The Ocean at the End of the Lane by Neil Gaiman

If you love fantasy but you’re ready to get out of the shallow end, Gaiman is your man. The protagonist recollects this tale from childhood, only realizing as he tells it how odd—and true—and creepy—it really is.


For the adult:

Someday, Someday, Maybe by Lauren Graham

This Gilmore Girls star creates a surprisingly solid and hilarious protagonist, following her New York dream to be an actress. The quest to break out and be recognized is as old as the hills, but the voice of Franny Banks is fresh and addictive, creating the perfect summer novel.
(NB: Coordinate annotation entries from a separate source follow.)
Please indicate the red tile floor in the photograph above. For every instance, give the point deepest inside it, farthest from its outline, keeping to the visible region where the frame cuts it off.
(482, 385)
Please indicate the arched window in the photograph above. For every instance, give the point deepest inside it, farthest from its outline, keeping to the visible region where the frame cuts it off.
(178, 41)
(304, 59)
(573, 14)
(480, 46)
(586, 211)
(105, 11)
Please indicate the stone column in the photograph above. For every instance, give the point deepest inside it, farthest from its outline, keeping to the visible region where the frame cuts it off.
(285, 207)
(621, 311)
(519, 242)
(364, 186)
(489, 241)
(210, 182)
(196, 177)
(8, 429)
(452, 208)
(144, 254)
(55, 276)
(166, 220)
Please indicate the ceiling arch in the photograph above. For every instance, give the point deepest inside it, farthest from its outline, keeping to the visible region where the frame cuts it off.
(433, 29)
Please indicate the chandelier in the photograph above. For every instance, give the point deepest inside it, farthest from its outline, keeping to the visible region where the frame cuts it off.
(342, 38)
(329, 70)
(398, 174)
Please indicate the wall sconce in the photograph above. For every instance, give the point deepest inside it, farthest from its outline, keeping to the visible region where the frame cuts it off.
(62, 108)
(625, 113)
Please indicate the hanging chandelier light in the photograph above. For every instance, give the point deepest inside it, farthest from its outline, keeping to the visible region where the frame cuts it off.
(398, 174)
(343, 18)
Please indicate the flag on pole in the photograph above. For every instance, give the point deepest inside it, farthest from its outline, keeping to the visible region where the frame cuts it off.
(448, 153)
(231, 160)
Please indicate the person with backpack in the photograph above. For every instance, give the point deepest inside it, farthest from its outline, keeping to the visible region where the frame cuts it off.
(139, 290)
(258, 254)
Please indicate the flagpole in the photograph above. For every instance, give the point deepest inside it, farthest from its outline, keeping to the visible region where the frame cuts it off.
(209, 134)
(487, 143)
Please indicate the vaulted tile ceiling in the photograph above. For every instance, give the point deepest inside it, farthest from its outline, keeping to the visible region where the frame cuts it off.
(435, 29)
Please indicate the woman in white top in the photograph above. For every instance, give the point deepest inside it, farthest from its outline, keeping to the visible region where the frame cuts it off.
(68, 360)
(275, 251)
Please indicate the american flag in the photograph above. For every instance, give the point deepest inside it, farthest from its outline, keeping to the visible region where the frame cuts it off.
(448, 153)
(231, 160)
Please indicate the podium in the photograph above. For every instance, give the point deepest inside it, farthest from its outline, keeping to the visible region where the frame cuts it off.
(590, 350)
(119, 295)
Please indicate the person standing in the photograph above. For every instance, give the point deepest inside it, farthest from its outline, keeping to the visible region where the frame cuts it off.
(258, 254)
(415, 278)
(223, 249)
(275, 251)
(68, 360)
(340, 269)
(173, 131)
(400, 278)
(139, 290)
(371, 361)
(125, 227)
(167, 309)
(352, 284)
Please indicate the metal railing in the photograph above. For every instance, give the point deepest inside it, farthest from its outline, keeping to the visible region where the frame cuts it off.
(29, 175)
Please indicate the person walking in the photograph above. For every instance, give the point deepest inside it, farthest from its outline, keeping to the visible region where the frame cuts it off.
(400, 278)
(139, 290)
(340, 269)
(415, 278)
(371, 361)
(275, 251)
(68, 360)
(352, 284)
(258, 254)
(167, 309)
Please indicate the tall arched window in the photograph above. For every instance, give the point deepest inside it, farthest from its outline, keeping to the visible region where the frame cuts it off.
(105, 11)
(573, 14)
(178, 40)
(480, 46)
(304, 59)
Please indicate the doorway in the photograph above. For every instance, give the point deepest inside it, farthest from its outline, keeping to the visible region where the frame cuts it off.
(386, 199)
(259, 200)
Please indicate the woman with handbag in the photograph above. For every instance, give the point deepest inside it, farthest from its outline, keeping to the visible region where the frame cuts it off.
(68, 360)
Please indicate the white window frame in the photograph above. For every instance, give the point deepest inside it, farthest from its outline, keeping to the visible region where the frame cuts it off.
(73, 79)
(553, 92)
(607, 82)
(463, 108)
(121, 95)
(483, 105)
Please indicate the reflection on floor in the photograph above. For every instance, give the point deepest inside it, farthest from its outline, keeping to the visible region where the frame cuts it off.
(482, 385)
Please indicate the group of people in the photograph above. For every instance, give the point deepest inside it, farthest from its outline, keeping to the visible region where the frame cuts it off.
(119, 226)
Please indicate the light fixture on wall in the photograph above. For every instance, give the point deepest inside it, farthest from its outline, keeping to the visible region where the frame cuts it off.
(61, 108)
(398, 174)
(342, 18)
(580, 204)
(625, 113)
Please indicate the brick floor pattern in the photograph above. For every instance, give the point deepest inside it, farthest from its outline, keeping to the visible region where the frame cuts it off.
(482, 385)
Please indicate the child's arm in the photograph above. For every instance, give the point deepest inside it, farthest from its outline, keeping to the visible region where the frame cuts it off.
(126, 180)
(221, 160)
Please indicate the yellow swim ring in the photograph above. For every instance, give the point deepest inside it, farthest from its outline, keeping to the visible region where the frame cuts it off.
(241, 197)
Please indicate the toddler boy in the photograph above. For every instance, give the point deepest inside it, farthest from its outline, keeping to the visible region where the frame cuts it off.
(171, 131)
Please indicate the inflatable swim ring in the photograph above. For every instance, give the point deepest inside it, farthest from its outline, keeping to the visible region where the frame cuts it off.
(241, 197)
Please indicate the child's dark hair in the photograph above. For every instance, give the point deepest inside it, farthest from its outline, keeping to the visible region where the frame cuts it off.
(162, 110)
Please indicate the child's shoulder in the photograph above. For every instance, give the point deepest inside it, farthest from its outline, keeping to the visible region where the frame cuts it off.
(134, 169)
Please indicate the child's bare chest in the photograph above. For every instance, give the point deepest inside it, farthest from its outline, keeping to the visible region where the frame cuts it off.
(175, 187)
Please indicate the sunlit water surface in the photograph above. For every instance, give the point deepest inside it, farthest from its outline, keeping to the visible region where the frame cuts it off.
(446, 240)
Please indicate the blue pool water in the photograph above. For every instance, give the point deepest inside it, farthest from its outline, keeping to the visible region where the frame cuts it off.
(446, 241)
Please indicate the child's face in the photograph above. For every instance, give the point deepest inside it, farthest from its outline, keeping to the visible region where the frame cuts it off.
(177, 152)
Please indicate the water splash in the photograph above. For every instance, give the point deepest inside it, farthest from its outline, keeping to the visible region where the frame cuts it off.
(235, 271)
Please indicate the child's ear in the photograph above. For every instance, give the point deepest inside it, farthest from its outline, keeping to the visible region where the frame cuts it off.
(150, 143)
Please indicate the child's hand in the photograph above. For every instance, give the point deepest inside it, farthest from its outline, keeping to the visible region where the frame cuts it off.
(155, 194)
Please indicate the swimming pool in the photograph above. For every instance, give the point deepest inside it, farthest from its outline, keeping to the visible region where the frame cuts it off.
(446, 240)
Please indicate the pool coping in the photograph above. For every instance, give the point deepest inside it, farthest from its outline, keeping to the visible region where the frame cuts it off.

Freakonomics by Steven J. Dubner and Steven D. Levitt

This non-fiction exploration of popular economics is an oldie but a goodie. What do teachers and sumo wrestlers have in common? How does a real estate agent act when they sell their own home, in contrast to when they sell yours?


Life of Pi by Yann Martel

There’s no time like the summer to read about a boy trapped on a small boat with a tiger as they make their way across the ocean. If you haven’t read this award-winner yet, you should—and if you have trouble getting into it, try watching the film version first so you can track the important plot points a little more easily.


Hologram for the King by Dave Eggers

This winding whimsical tale is set in blindingly-hot Saudi Arabia, as Alan Clay tries to convince King Abdullah to hire his IT company to supply hologram technology. The novel tracks Alan’s quiet desperation, which becomes both more pathetic and sympathetic as the reader slowly realizes King Abdullah might never show.


Hawaii One Summer by Maxine Hong Kingston

If you’re looking for a slim volume to tuck in your beach bag, this collection of short stories is a good place to start. The short tales—about growing older, being an adult, and living in Hawaii—are perfect narrative bites to spice up a series of summer afternoons.